次日清晨,杭州火车站的候车大厅內,陆禹的目光紧紧锁在宫雪身上,她一袭白裙,让他视线怎么也移不开。
宫雪身著陆禹特意挑选的连衣裙,肩上斜挎著一只蓝色小包,脚蹬咖啡色小皮鞋,发间別著一枚太阳花形状的发卡,显得格外清新脱俗。
陆禹心中暗赞,宫雪真是天生丽质难自弃,若不提及,谁能想到她已二十八岁,说是十八岁也有人深信不疑。
宫雪被陆禹看得脸颊泛红,有些羞涩。
“別老盯著我看啦,我又不是什么稀罕物。”
“你可不是什么稀罕物,你是活脱脱的仙女下凡。”
“就会说些好听的哄人,心里指不定打著什么小算盘呢。”
陆禹顺势搂住宫雪的肩膀,笑道:“我確实打著小算盘呢。你说我要是在这儿亲你一口,会是啥反应?”
宫雪嚇得连忙往后退,惊慌道:“可別!这么多人呢,多不好意思!”
陆禹就喜欢宫雪这娇羞可人的模样,总忍不住想逗逗她。
说著,陆禹一伸手,又將宫雪揽入怀中。
“好啦好啦,不逗你啦。你看看我带的这些礼物够不够?要是不够,等到了中海咱们再买。”
“停停停,这么多行李,咱们俩怎么扛得动?要我说啊,这些衣服就別塞了,带两盒点心当个心意就够了。”
“那哪成?我必须多备些东西,这样才能让丈母娘开心,她才会安心把闺女託付给我呢。”
“哎呀!你胡说八道什么!什么丈母娘啊,咱俩还没结婚呢!”
“別急嘛,这次见过你父母,回去咱们就能摆酒席了。”
一路上,两人甜言蜜语,打情骂俏,好不愜意。
上了火车,陆禹还紧紧握著宫雪的手,两人的手指仿佛被无形的磁力牵引,时而紧紧相扣,时而轻轻分开。
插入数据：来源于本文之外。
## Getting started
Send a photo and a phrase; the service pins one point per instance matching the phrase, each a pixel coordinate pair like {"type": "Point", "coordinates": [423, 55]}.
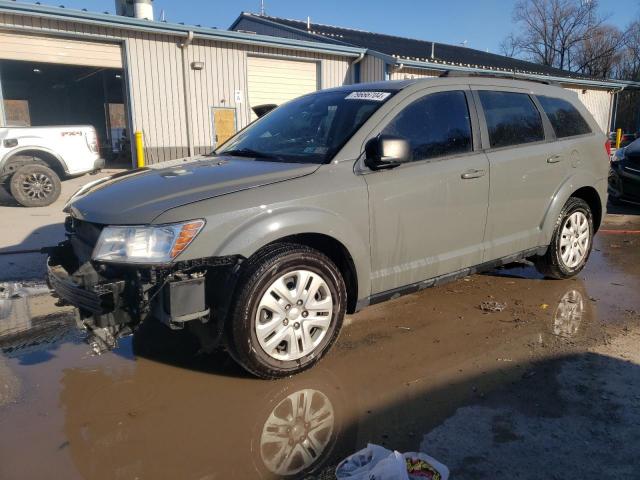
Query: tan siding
{"type": "Point", "coordinates": [598, 102]}
{"type": "Point", "coordinates": [156, 84]}
{"type": "Point", "coordinates": [57, 50]}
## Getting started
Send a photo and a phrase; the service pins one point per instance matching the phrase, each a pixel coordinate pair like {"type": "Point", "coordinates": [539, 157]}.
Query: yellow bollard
{"type": "Point", "coordinates": [139, 149]}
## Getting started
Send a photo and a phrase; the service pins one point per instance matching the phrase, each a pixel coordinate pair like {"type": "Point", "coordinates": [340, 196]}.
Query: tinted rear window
{"type": "Point", "coordinates": [564, 117]}
{"type": "Point", "coordinates": [512, 118]}
{"type": "Point", "coordinates": [436, 125]}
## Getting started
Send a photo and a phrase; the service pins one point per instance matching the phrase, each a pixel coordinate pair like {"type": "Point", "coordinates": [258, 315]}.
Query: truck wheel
{"type": "Point", "coordinates": [35, 186]}
{"type": "Point", "coordinates": [571, 241]}
{"type": "Point", "coordinates": [288, 310]}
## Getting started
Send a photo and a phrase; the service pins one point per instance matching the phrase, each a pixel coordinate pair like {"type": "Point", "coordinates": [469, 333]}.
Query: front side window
{"type": "Point", "coordinates": [309, 129]}
{"type": "Point", "coordinates": [564, 117]}
{"type": "Point", "coordinates": [512, 118]}
{"type": "Point", "coordinates": [435, 125]}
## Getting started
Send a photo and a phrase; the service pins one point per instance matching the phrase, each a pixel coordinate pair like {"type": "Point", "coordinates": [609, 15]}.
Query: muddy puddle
{"type": "Point", "coordinates": [154, 408]}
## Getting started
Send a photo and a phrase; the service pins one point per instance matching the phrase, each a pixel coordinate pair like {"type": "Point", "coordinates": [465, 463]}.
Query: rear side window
{"type": "Point", "coordinates": [512, 118]}
{"type": "Point", "coordinates": [435, 125]}
{"type": "Point", "coordinates": [564, 117]}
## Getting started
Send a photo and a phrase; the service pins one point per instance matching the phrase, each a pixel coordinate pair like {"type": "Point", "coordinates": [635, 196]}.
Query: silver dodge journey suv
{"type": "Point", "coordinates": [332, 202]}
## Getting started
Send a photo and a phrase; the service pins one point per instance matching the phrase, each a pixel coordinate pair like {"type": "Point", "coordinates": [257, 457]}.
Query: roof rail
{"type": "Point", "coordinates": [505, 75]}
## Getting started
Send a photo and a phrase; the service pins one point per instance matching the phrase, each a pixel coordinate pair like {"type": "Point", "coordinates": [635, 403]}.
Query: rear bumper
{"type": "Point", "coordinates": [624, 183]}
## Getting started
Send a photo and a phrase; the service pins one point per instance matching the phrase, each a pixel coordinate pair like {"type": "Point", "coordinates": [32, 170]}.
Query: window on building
{"type": "Point", "coordinates": [564, 117]}
{"type": "Point", "coordinates": [17, 113]}
{"type": "Point", "coordinates": [512, 118]}
{"type": "Point", "coordinates": [435, 126]}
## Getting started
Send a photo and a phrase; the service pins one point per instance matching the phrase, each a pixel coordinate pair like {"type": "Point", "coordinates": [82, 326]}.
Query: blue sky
{"type": "Point", "coordinates": [482, 23]}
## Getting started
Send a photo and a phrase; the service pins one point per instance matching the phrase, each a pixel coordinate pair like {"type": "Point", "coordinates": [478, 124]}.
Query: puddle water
{"type": "Point", "coordinates": [154, 408]}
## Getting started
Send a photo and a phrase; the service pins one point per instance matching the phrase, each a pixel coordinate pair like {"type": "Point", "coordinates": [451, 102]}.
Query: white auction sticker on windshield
{"type": "Point", "coordinates": [375, 96]}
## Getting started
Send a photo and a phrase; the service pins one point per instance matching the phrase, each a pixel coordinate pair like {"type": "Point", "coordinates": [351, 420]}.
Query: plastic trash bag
{"type": "Point", "coordinates": [378, 463]}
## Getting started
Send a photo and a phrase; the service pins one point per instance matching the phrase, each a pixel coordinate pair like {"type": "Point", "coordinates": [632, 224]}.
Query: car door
{"type": "Point", "coordinates": [428, 215]}
{"type": "Point", "coordinates": [527, 168]}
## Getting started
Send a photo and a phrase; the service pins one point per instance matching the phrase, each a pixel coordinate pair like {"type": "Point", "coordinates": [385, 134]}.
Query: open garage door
{"type": "Point", "coordinates": [276, 80]}
{"type": "Point", "coordinates": [59, 50]}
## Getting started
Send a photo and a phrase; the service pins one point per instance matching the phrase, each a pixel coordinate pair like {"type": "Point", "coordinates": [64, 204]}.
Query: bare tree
{"type": "Point", "coordinates": [599, 55]}
{"type": "Point", "coordinates": [629, 67]}
{"type": "Point", "coordinates": [567, 34]}
{"type": "Point", "coordinates": [509, 47]}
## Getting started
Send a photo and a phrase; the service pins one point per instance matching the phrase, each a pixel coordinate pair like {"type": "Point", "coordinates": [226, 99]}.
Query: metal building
{"type": "Point", "coordinates": [391, 57]}
{"type": "Point", "coordinates": [185, 87]}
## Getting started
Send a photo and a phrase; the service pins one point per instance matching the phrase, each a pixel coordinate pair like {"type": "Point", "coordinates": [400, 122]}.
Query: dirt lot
{"type": "Point", "coordinates": [549, 387]}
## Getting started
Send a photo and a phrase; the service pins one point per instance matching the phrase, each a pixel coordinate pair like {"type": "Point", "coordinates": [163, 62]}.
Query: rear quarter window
{"type": "Point", "coordinates": [512, 118]}
{"type": "Point", "coordinates": [564, 117]}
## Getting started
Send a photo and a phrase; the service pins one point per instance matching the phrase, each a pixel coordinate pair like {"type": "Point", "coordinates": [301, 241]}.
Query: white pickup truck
{"type": "Point", "coordinates": [33, 160]}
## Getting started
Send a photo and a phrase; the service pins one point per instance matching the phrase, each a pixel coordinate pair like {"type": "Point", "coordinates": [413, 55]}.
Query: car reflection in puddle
{"type": "Point", "coordinates": [174, 414]}
{"type": "Point", "coordinates": [568, 314]}
{"type": "Point", "coordinates": [297, 432]}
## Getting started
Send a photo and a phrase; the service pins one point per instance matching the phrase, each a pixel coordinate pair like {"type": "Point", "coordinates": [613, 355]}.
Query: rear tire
{"type": "Point", "coordinates": [35, 186]}
{"type": "Point", "coordinates": [287, 312]}
{"type": "Point", "coordinates": [571, 242]}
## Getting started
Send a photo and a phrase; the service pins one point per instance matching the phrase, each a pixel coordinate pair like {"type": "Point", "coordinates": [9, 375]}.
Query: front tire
{"type": "Point", "coordinates": [571, 242]}
{"type": "Point", "coordinates": [287, 312]}
{"type": "Point", "coordinates": [35, 186]}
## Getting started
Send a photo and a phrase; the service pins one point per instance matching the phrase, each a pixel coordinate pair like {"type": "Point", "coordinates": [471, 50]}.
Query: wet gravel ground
{"type": "Point", "coordinates": [546, 386]}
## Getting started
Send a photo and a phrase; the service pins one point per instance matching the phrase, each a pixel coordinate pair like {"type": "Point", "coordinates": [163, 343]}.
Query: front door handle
{"type": "Point", "coordinates": [473, 173]}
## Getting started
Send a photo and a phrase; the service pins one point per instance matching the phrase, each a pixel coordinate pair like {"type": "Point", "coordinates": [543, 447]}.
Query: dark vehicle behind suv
{"type": "Point", "coordinates": [624, 177]}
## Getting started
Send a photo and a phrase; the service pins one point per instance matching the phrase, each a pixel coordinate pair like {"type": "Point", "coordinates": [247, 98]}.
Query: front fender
{"type": "Point", "coordinates": [268, 227]}
{"type": "Point", "coordinates": [575, 182]}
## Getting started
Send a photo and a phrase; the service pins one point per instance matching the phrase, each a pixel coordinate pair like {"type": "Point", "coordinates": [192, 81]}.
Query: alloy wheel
{"type": "Point", "coordinates": [37, 185]}
{"type": "Point", "coordinates": [574, 239]}
{"type": "Point", "coordinates": [294, 315]}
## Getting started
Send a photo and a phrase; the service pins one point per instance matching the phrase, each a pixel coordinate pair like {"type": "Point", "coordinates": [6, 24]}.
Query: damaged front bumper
{"type": "Point", "coordinates": [112, 300]}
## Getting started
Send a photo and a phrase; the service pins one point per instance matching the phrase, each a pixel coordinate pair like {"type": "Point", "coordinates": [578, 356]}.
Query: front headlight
{"type": "Point", "coordinates": [158, 244]}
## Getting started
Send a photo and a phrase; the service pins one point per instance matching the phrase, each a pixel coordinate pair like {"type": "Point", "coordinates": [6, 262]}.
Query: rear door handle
{"type": "Point", "coordinates": [473, 173]}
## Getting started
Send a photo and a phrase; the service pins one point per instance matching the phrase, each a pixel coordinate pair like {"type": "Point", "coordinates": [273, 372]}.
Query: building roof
{"type": "Point", "coordinates": [166, 28]}
{"type": "Point", "coordinates": [412, 50]}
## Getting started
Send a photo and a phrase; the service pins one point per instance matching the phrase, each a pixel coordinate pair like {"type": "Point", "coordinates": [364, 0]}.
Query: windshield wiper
{"type": "Point", "coordinates": [248, 152]}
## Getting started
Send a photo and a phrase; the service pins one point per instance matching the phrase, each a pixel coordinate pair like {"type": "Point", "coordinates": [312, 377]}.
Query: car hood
{"type": "Point", "coordinates": [139, 196]}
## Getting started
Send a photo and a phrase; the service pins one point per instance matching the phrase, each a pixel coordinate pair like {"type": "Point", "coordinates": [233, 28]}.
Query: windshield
{"type": "Point", "coordinates": [309, 129]}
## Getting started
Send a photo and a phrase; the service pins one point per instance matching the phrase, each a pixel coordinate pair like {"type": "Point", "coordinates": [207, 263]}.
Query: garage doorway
{"type": "Point", "coordinates": [278, 80]}
{"type": "Point", "coordinates": [45, 94]}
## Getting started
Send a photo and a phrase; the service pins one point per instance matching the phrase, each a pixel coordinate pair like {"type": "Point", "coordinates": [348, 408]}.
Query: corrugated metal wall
{"type": "Point", "coordinates": [598, 102]}
{"type": "Point", "coordinates": [371, 69]}
{"type": "Point", "coordinates": [155, 75]}
{"type": "Point", "coordinates": [408, 73]}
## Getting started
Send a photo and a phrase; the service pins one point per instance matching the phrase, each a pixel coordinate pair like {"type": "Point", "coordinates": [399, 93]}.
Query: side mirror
{"type": "Point", "coordinates": [386, 151]}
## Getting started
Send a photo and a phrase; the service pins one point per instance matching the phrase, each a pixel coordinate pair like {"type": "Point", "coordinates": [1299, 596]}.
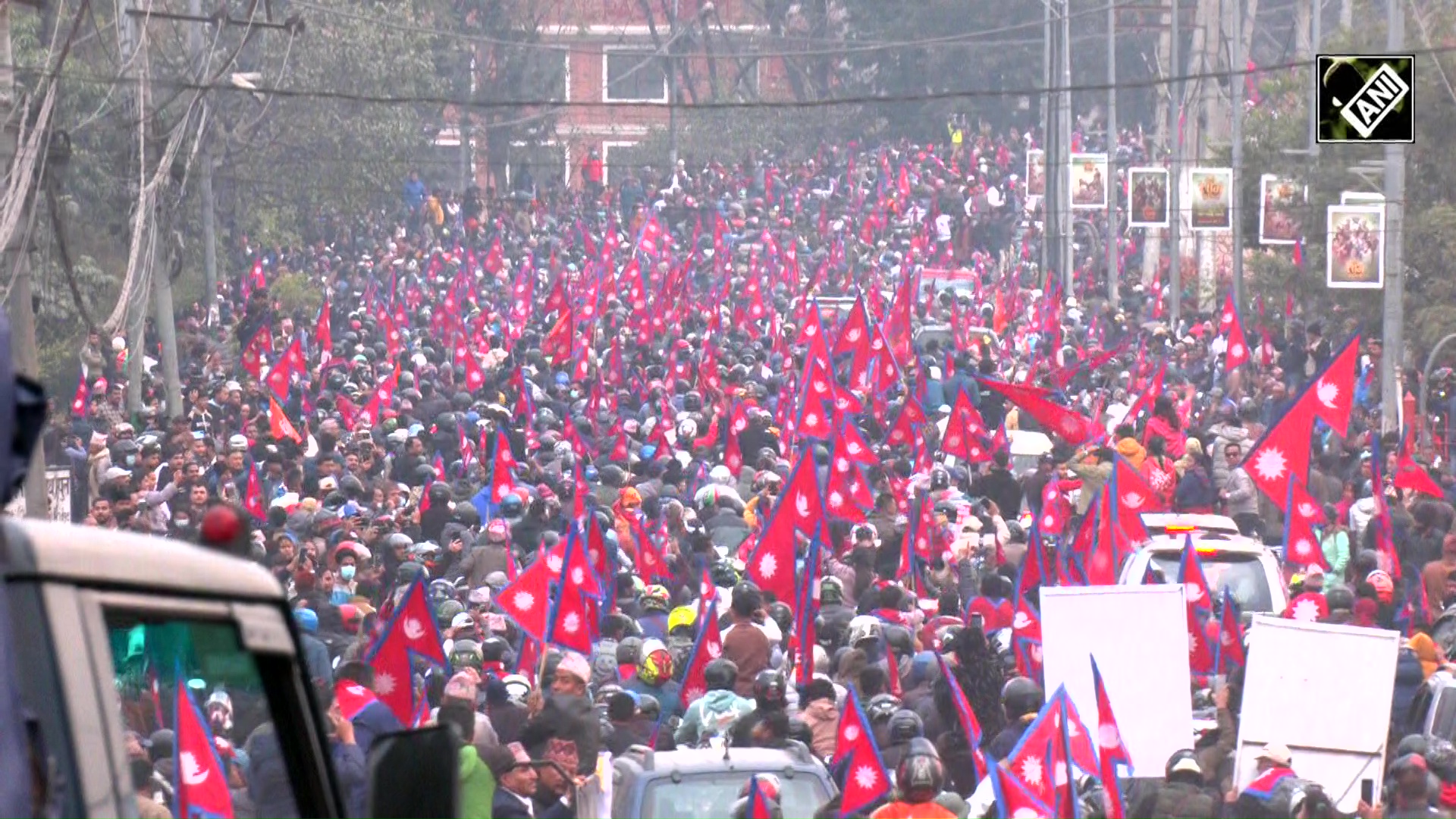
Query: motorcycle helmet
{"type": "Point", "coordinates": [517, 689]}
{"type": "Point", "coordinates": [1021, 697]}
{"type": "Point", "coordinates": [447, 611]}
{"type": "Point", "coordinates": [769, 689]}
{"type": "Point", "coordinates": [655, 599]}
{"type": "Point", "coordinates": [466, 653]}
{"type": "Point", "coordinates": [881, 707]}
{"type": "Point", "coordinates": [657, 664]}
{"type": "Point", "coordinates": [682, 617]}
{"type": "Point", "coordinates": [440, 591]}
{"type": "Point", "coordinates": [721, 675]}
{"type": "Point", "coordinates": [921, 774]}
{"type": "Point", "coordinates": [832, 591]}
{"type": "Point", "coordinates": [905, 726]}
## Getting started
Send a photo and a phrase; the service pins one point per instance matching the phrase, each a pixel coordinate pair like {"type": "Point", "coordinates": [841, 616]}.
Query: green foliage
{"type": "Point", "coordinates": [296, 293]}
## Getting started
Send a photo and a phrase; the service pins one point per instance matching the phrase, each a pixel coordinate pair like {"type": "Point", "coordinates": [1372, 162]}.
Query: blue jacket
{"type": "Point", "coordinates": [373, 722]}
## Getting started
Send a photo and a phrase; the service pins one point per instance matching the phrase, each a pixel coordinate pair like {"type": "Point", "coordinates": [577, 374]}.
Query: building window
{"type": "Point", "coordinates": [634, 76]}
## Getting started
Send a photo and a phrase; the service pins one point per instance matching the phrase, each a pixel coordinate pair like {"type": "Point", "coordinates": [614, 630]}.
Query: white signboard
{"type": "Point", "coordinates": [1139, 635]}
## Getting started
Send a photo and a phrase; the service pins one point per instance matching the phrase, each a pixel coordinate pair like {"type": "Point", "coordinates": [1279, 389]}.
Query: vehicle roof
{"type": "Point", "coordinates": [38, 550]}
{"type": "Point", "coordinates": [1164, 519]}
{"type": "Point", "coordinates": [710, 760]}
{"type": "Point", "coordinates": [1216, 541]}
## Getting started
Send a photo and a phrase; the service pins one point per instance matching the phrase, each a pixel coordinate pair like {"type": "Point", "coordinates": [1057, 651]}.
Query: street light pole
{"type": "Point", "coordinates": [1238, 80]}
{"type": "Point", "coordinates": [1394, 357]}
{"type": "Point", "coordinates": [1174, 175]}
{"type": "Point", "coordinates": [1112, 188]}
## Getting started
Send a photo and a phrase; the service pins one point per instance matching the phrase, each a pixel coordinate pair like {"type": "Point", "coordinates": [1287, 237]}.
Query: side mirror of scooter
{"type": "Point", "coordinates": [414, 774]}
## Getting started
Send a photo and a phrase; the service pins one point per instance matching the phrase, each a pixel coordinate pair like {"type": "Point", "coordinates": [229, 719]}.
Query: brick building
{"type": "Point", "coordinates": [617, 82]}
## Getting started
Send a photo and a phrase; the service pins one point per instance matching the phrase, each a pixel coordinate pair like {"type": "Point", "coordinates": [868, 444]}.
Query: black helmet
{"type": "Point", "coordinates": [1183, 763]}
{"type": "Point", "coordinates": [832, 591]}
{"type": "Point", "coordinates": [783, 615]}
{"type": "Point", "coordinates": [921, 774]}
{"type": "Point", "coordinates": [721, 675]}
{"type": "Point", "coordinates": [881, 707]}
{"type": "Point", "coordinates": [495, 649]}
{"type": "Point", "coordinates": [629, 649]}
{"type": "Point", "coordinates": [905, 725]}
{"type": "Point", "coordinates": [769, 689]}
{"type": "Point", "coordinates": [1021, 697]}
这次行程匆忙,陆禹只买到了硬座票,不过好在只有五个小时的车程。
和宫雪紧紧依偎著,时间仿佛插上了翅膀,过得那叫一个快。
坐在对面的大爷直摇头,心里直犯嘀咕:现在的年轻人,咋就一点规矩都不懂呢?光天化日之下,又是牵手又是拥抱的。唉,真是不敢看,眼睛都不知道该往哪儿放!
这社会上守旧的人可真不少,但思想解放哪是一朝一夕就能实现的呢。只有经济蓬勃发展了,大家的思想观念才会逐渐变得开放,发展中的问题,终究还是得靠发展来解决呀。
五个小时的火车旅程,从清晨七点一路顛簸,直到中午十二点才抵达。
走出车站,陆禹赶忙联繫自己的合作伙伴,让他们派车过来,把自己和宫雪送到预定的餐厅。
时间紧迫,陆禹这心里跟打仗似的,一刻也不敢放鬆!
他和宫雪的父母约的是中午一点见面,他得赶紧过去做准备。地点已经提前定好了,就在中海饭店二楼的包间里。
毕竟这次是要请长辈吃饭,再去西餐厅就显得不太合適了。中海饭店可是整个中海数一数二的国营饭店,他们家的本帮菜和淮扬菜做得那叫一个地道,堪称一绝。
在这儿请客,那可是倍有面子的事!
陆禹来到包间,把带来的礼物一一放下,然后赶紧招呼服务员过来点菜。
虽然约的是一点,但人家父母说不定会提前个十几二十分钟到呢,所以得赶紧点菜,好让菜能儘快上桌。
蟹粉狮子头来一份,松鼠桂鱼也不能少,还有草头圈子、响油鱔糊、八宝鸭、油爆虾,这些都是中海饭店的招牌菜,必须得点上。